The Xtreme Football League, brainchild of World Wrestling Federation founder Vince McMahon, debuted to fanfare and promising ratings last weekend. The inaugural match-ups featured each of the league's eight teams, but the real story wasn't the feeble gridiron contests.

Sex sells. And violence doesn't hurt (ratings, at least). Neither fact was lost on NBC, whose NFL broadcasting rights flew south several years ago. The solution? Build the teams yourself and trump rival networks with an over-the-top approach to America's favorite pastime.

Enter McMahon, whose successful WWF Smackdown! put the fledgling UPN on the map. His style-sexed-up, rowdy, and testosterone-charged-seemed a perfect fit for NBC's sporting experiment.

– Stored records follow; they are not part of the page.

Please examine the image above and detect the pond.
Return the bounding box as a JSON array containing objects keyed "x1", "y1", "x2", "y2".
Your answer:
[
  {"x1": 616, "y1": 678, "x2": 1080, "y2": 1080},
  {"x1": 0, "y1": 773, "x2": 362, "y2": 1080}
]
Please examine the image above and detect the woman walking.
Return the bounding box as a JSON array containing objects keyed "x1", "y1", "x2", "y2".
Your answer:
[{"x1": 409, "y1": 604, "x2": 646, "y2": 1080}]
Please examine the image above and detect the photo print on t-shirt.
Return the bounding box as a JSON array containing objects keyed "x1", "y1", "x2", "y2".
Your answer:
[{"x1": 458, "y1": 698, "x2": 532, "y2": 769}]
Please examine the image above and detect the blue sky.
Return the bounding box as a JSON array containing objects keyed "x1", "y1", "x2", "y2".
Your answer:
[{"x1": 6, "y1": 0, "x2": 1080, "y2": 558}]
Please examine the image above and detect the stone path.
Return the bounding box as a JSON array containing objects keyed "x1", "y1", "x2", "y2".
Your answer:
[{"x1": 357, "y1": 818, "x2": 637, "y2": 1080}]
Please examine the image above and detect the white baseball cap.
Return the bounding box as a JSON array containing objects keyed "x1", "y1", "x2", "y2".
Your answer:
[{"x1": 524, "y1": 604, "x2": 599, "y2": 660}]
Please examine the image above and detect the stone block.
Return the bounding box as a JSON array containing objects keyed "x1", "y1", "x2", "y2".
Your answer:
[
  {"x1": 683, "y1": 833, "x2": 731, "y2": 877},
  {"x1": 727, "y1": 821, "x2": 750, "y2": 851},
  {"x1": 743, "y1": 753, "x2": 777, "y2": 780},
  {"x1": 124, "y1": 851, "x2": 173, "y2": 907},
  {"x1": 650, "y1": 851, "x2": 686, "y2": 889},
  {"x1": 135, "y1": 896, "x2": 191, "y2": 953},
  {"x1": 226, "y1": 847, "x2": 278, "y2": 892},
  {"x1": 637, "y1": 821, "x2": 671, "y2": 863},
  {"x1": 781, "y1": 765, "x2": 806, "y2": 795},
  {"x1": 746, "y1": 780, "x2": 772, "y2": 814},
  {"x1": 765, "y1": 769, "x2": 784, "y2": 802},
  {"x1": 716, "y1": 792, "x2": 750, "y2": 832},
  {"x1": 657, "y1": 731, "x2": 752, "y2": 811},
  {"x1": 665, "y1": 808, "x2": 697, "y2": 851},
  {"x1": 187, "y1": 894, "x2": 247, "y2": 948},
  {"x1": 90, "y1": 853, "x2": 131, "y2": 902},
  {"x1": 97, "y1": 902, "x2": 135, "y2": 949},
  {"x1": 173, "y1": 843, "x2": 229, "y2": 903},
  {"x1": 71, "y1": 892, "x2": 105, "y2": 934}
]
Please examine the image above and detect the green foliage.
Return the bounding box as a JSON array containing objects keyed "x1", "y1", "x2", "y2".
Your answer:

McMahon's XFL borrows from its wrestling roots, featuring scripted pre-brawl players' rants and edgy, dramatized commentary. Official analyst Jesse Ventura, Minnesota's gubernatorial gaffe, adds his "insight" to XFL broadcasts. The contests also feature helmet mics for the players and an array of new camera angles, including showing much more of the action from a behind-the-offense perspective. The pigskin also got a dye-job-XFL balls are black and red.

Football fans will note the XFL's minor rule changes, which attempt to infuse more aggression into an already confrontational sport. Gone is the "fair catch" punt return, and a post-TD kick through the uprights won't garner an extra point. Teams have to run the ball or pass from the two-yard line to get the full seven.

But the XFL's real appeal isn't Mr. Ventura or extra end-zone time. What would football be without cheerleaders?

That may be for the players to decide. McMahon sparked controversy last year when he suggested XFL cheerleaders would be encouraged to score big with the players, on and off the field. There are no nuptials slated for the 50-yard line yet, but he'd better hope for some soon-the football isn't likely to keep anyone coming back.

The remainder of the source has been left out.